Closed ashfurrow closed 5 years ago
@zephraph looked and found some Zeit logs that seem to indicate that the Peril server itself was restarted:
info: ## pull_request.synchronize on CocoaPods on CocoaPods/Specs
info: 1 run needed: cocoapods/peril-settings@org/pr.ts
Request failed [404]: https://api.github.com/repos/CocoaPods/Specs/pulls/14419
Response: {
"message": "Not Found",
"documentation_url": "https://developer.github.com/v3/pulls/#get-a-single-pull-request"
}
error: UnhandledRejection Error:
Could not find pull request information,
if you are using a private repo then perhaps
Danger does not have permission to access that repo.
info: ☢️ Starting up Peril
(That PR does not exist.) So could it be that Peril having encountered an exception, requires a reboot? And that maybe tasks scheduled during that time are getting dropped? Justin recommended adding a handler for promise rejections – if that sounds like a good idea, let me know and I'll open a PR 👍
Yeah, it's currently set to re-throw if an exception ever gets all the way back to a server, that's a very unexpected error.

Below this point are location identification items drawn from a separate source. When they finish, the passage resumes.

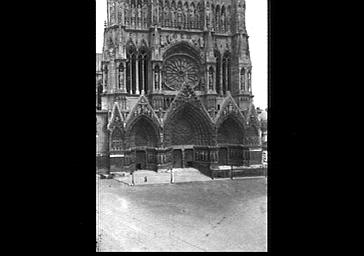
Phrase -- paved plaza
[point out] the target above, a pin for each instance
(219, 215)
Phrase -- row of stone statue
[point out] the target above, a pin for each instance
(187, 16)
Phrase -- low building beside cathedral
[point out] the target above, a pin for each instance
(175, 87)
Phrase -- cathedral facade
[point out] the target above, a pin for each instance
(174, 87)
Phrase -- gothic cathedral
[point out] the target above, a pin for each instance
(175, 87)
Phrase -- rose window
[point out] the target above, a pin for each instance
(180, 69)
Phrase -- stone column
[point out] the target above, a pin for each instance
(137, 76)
(131, 75)
(221, 76)
(117, 82)
(143, 78)
(122, 78)
(183, 158)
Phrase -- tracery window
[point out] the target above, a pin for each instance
(121, 75)
(242, 79)
(211, 78)
(143, 69)
(218, 71)
(226, 72)
(130, 69)
(116, 140)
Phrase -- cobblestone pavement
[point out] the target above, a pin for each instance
(226, 215)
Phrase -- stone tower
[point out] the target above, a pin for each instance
(176, 86)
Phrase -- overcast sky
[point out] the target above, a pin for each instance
(257, 27)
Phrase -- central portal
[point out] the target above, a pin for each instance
(140, 163)
(177, 158)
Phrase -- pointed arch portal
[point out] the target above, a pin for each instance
(188, 126)
(143, 138)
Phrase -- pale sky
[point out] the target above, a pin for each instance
(257, 26)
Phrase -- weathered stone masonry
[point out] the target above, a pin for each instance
(176, 87)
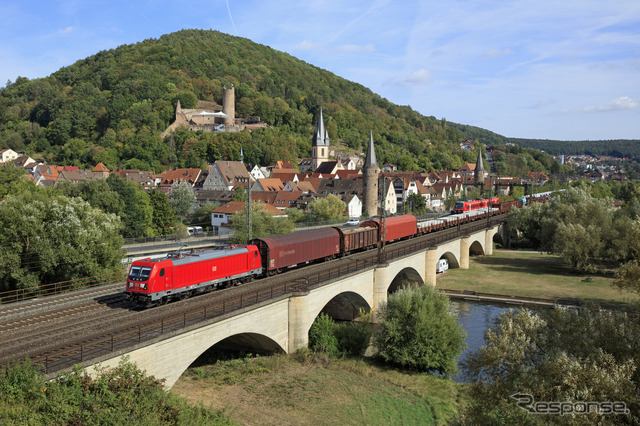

I feel like this probably should get caught further up the stack closer to wherever it was grabbing the PR from because it's probably safe to recover at that point
Cool, thanks! I'll look into adding some more safety there.
Looks like we're getting a different crash now (but on that same CocoaPods PR! huh!):
Request failed [404]: https://api.github.com/repos/CocoaPods/Specs/pulls/14419
Response: {
"message": "Not Found",
"documentation_url": "https://developer.github.com/v3/pulls/#get-a-single-pull-request"
}
error: UnhandledRejection Error:
Could not get PR Metadata for repos/CocoaPods/Specs/pulls/14419
So I think this PR of mine helped Peril get further in runEverything
but still failed on this line:
I'm not sure where this is happening, though. The function is getting called from fileContents
but that's about as far as I got.
@orta in the meantime, it looks like MongoDB still has a job for that 404'ing PR. Could we remove it from the db manually?
A set of tasks was scheduled to run on Artsy's Peril install this morning but didn't. A search through Cloudwatch for
"monday-informationals"
yielded only our manual invocation (and not the 9am EST one). No exception info in our Slack invoicing webhooks channel. So it seems like maybe the Lambda invocation failed, but wasn't reported on? Very happy to look into this if you point me in the right general direction.